Aggressive policies to contain global inflation and an increasingly fraught international environment are weighing heavily on the economic outlook for Latin America and the Caribbean, according to the International Monetary Fund, despite a slight upward revision on Friday to the region’s growth forecast.
A sharp slowdown this year from a post-pandemic rebound in 2022 reflects “the effect of tighter policies to contain inflation (…) and also an external environment that has been weakening this year,” said Rodrigo Valdés, director of the IMF’s Western Hemisphere department. It also stands in stark contrast to the Fund’s projections for other emerging regions.
The Washington-based multilateral lender projects that Latin America will expand by just 2.3% this year and next, down from 4.1% in 2022 and roughly half the pace of other developing economies, which are expected to grow about 4.5% on average.
“Long-term growth in the region has been low for a long time and continues to be low,” Valdés said at a press briefing in Marrakech, Morocco. “In the next several years, Latin America and the Caribbean is expected to expand only by 2.5%, similar to basically the pre-pandemic average.”
The IMF nevertheless raised its 2023 growth estimate for the region to 2.3% from 1.9% as it saw faster-than-expected growth in Mexico and Brazil.
The region’s largest economy is expected to expand by 3.1% this year, up from 2.9% in 2022. Although the IMF expects Brazilian growth to slow next year to 1.5%, Valdés praised the trajectory of economic policy-making in the country.
FISCAL REFORM
“We strongly support the commitment of the government with fiscal prudence.
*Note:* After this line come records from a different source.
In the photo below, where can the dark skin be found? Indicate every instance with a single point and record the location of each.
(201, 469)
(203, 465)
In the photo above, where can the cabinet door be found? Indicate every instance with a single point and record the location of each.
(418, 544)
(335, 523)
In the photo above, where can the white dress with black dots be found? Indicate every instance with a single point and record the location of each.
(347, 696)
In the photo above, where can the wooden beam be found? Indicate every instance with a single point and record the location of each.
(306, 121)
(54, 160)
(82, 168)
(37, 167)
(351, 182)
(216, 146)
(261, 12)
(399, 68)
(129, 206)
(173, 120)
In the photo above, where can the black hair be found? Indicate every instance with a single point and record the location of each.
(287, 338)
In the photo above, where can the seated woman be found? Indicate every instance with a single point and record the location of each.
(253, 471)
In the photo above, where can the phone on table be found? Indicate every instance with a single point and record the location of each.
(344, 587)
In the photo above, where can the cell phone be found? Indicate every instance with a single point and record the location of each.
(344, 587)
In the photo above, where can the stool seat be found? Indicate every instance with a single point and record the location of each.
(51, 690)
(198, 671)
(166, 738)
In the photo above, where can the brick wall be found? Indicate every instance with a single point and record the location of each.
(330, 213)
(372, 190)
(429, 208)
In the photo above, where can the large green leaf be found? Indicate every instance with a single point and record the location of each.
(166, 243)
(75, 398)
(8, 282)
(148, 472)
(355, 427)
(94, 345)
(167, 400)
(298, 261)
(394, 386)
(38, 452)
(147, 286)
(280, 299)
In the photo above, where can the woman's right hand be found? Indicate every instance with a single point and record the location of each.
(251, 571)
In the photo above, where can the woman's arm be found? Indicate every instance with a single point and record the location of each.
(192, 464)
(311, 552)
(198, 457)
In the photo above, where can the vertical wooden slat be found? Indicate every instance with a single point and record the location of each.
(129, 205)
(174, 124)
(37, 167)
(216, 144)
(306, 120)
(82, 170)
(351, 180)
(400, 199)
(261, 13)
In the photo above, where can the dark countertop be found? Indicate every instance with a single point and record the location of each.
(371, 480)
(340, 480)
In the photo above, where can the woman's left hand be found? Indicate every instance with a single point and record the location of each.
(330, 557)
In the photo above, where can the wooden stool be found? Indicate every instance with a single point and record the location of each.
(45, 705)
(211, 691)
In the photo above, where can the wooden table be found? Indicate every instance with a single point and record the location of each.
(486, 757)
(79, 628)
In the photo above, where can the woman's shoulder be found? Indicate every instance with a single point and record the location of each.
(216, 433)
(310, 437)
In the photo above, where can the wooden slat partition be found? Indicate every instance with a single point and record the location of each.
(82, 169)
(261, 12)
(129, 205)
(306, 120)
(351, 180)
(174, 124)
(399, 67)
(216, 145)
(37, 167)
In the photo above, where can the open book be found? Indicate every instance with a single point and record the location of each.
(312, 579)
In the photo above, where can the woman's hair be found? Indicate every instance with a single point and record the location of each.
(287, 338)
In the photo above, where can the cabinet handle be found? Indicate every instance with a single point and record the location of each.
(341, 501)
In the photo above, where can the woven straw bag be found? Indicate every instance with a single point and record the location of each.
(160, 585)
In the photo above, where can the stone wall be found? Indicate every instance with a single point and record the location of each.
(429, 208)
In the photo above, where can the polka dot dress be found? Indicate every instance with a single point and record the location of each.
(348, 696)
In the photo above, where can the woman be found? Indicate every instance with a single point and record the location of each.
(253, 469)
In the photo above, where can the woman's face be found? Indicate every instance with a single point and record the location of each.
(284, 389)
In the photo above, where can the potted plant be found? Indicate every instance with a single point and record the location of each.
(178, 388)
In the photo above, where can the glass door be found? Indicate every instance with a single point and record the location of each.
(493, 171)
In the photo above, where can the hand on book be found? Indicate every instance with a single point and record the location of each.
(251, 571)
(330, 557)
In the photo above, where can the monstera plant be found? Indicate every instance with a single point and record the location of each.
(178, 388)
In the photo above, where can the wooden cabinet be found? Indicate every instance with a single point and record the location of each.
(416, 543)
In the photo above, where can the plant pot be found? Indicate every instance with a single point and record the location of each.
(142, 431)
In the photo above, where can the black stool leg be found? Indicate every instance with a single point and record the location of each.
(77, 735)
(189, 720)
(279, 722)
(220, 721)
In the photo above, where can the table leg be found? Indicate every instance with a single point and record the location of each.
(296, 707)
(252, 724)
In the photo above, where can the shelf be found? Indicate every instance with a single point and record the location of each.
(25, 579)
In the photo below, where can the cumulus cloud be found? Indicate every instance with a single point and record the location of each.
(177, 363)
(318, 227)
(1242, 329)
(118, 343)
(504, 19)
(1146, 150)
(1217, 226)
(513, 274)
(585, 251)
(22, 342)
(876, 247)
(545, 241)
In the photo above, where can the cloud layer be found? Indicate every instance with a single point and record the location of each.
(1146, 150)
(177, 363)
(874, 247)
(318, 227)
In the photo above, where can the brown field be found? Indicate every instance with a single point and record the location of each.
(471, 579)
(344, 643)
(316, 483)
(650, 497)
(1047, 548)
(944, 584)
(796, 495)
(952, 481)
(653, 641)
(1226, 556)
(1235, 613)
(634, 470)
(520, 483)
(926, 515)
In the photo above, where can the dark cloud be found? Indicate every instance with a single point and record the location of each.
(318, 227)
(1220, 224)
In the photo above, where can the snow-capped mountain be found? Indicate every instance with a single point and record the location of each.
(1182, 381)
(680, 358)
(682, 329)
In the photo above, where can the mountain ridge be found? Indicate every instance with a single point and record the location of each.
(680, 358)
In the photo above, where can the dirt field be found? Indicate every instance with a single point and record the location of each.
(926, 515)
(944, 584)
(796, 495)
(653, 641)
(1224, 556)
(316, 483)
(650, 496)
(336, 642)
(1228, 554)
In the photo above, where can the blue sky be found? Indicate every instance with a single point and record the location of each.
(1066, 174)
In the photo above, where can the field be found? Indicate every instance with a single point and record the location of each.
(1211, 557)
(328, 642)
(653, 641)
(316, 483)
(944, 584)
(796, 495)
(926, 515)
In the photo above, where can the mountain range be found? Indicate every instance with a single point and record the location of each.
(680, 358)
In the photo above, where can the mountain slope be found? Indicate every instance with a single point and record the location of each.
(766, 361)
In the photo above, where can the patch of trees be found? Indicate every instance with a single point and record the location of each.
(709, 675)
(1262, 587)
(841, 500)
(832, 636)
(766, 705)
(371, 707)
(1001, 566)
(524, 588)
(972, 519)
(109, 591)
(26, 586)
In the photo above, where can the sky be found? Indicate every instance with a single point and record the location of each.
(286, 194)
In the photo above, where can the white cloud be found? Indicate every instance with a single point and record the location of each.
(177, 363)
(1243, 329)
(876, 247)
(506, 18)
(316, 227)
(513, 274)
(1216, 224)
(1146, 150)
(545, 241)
Differences on forecasts depend a bit on how fast one reform happens, the macro and other things. But the commitment to approve the fiscal [reforms] is mostly welcome,” the official said, although he warned against debt levels. “We will need further efforts,” he added.
“In terms of monetary policy for Brazil, we support fully the current stance and the gradual and very pragmatic and easing cycle” underway, Valdés said. The Brazilian central bank has cut its benchmark Selic rate from a high of 13.75% in July to 12.75%.
The IMF, meanwhile, warned Argentina on the prospect of dollarization, a measure touted by leading presidential candidate Javier Milei in the run up to general elections later this month.
“There are very important preconditions and policy steps that are needed for this to be successful,” Valdés said. “Dollarization is not a substitute to sound macroeconomic policies.“
The former Chilean finance minister said that while the Fund is respectful of any country’s policy choices, the right conditions have to be in place in order for a move as radical as ditching the national currency to be effective.
“We worry and we work so that we can ensure that the policy conditions for a transition to a new [foreign exchange] regime — and the conditions for an appropriate result when this new regime is working — they have to be in place,” Valdés said.